Bienveillants, les anciens se font les témoins des plus belles heures du passé. Dans la mémoire collective, pas de victoire finale à ériger en âge d'or, mais le souvenir d'une simple participation suffit à réchauffer les esprits. Aujourd'hui, 30 ans d'attente, animés par l'espoir de pouvoir enfin revivre des joutes internationales, sont récompensés par un premier Euro.

Ne même plus se souvenir quand vous avez gagné un match, je vous le dis, c'est dramatique.

Un fan nord-irlandais.

Depuis 1986, c'est une succession d'échecs frustrants. « Pour être honnête, il y a eu un temps quand j'étais ado où on n'a pas marqué un but pendant quatre ans », explique Michael Hutchinson, un fan de la Green & White Army vivant à Londres. Ne même plus se souvenir quand vous avez gagné un match, je vous le dis, c'est dramatique.

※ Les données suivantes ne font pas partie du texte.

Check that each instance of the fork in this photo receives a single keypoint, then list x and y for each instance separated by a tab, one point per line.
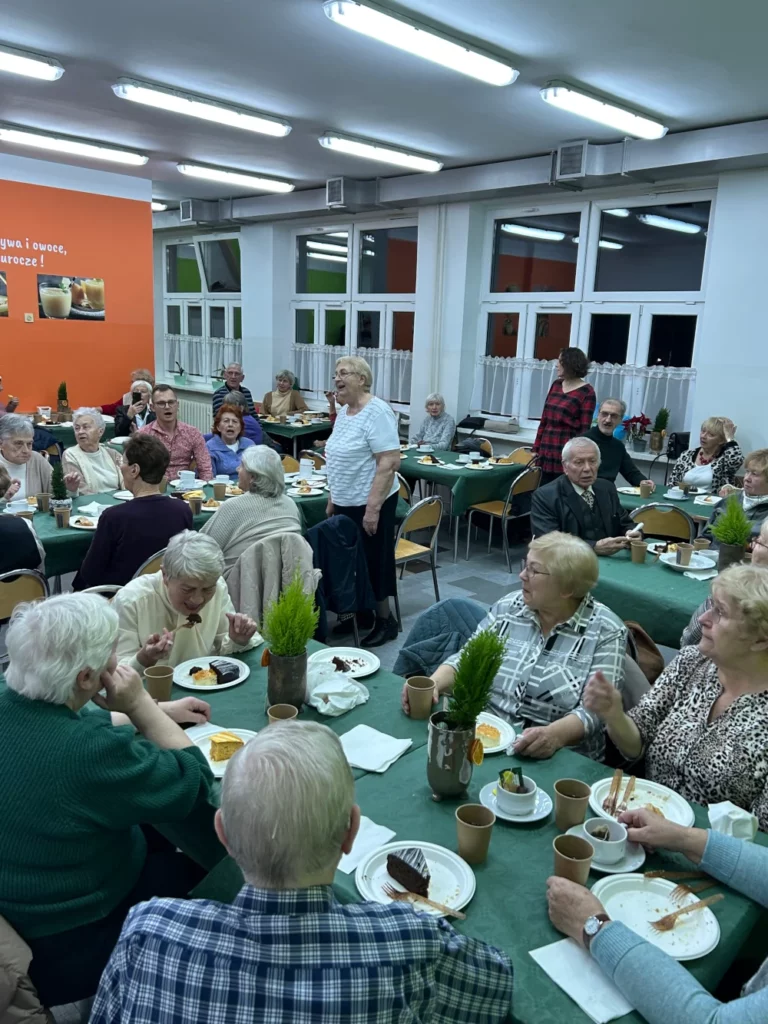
407	897
667	923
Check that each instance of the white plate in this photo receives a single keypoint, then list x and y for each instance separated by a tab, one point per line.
636	901
182	678
675	808
541	809
327	655
507	731
201	736
452	882
633	858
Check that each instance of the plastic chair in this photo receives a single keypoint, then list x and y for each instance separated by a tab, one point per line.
527	480
424	515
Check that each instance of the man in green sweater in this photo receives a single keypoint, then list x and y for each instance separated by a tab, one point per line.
614	458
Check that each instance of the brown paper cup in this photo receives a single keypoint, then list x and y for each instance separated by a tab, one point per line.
571	799
159	680
572	858
474	822
420	689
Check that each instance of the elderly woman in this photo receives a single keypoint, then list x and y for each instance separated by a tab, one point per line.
79	787
701	728
228	441
437	428
363	456
24	465
715	463
90	468
284	399
182	611
263	509
557	635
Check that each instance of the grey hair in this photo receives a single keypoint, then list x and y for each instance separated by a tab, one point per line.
286	804
193	556
577	442
15	425
263	466
51	642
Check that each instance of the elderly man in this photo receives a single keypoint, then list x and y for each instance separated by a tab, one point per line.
286	949
614	458
183	441
233	378
580	503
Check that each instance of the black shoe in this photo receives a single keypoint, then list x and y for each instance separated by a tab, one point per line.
384	631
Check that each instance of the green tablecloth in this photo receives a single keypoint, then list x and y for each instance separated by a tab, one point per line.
660	599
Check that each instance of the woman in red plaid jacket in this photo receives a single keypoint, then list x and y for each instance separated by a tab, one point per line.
567	412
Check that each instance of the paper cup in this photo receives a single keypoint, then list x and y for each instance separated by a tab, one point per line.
420	690
572	858
474	822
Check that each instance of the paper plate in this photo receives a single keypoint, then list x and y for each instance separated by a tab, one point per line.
452	882
672	804
636	901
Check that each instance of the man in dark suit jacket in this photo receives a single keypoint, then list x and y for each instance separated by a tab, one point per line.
582	504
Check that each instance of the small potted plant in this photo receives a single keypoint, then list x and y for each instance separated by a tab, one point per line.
659	429
452	749
732	530
289	624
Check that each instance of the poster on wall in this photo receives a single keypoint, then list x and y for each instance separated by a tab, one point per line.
71	298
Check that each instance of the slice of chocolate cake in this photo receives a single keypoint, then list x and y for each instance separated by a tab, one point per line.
410	868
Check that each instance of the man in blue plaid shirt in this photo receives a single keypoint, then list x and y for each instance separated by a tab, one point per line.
286	951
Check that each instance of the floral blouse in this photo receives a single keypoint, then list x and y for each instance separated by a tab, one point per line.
726	759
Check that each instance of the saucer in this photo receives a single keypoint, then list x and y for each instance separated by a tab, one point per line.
631	861
541	810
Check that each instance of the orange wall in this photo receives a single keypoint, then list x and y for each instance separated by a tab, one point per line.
101	237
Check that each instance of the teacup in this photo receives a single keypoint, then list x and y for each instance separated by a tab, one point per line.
607	851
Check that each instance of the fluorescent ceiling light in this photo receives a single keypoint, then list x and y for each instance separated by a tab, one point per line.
377	151
534	232
412	36
71	146
32	65
199	107
653	220
576	101
239	178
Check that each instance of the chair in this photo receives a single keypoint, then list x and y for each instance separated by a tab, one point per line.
525	482
424	515
667	521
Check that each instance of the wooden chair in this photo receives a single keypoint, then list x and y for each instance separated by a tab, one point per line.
424	515
527	480
666	521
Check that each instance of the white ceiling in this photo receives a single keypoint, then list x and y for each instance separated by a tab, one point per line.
682	59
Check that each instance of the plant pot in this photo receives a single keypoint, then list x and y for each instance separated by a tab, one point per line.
449	764
286	679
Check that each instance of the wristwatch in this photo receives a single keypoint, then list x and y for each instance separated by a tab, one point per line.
591	927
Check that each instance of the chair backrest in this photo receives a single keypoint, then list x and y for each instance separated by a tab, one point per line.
22	585
665	520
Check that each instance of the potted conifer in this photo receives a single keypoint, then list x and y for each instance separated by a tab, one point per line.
452	749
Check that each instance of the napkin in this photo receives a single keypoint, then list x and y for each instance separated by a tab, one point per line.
732	820
370	838
373	751
580	977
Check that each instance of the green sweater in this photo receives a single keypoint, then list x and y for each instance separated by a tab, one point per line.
75	791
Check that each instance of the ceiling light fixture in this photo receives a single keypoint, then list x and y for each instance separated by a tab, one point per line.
577	101
200	107
32	65
378	151
71	146
407	34
240	178
653	220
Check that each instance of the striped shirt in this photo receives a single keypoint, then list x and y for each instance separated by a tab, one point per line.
542	680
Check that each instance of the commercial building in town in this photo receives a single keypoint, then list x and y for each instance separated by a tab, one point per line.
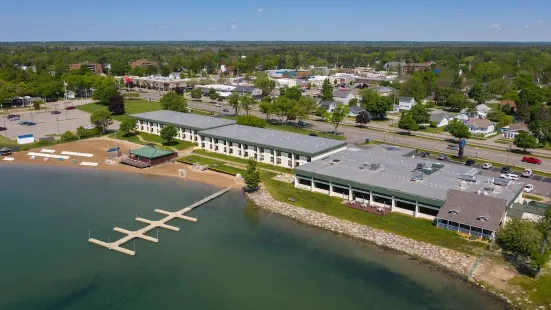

Les meilleurs moments restent les victoires 1-0 contre l'Angleterre (2005) et 3-2 face à l'Espagne (2006). » Soit déjà 20 ans après le mondial mexicain de 1986… « C'est toujours compliqué de ne jamais voir votre équipe se qualifier pour un tournoi majeur, ajoute Peter. Rester à la maison tous les étés en regardant les rivaux anglais et irlandais, ça n'a jamais été cool. »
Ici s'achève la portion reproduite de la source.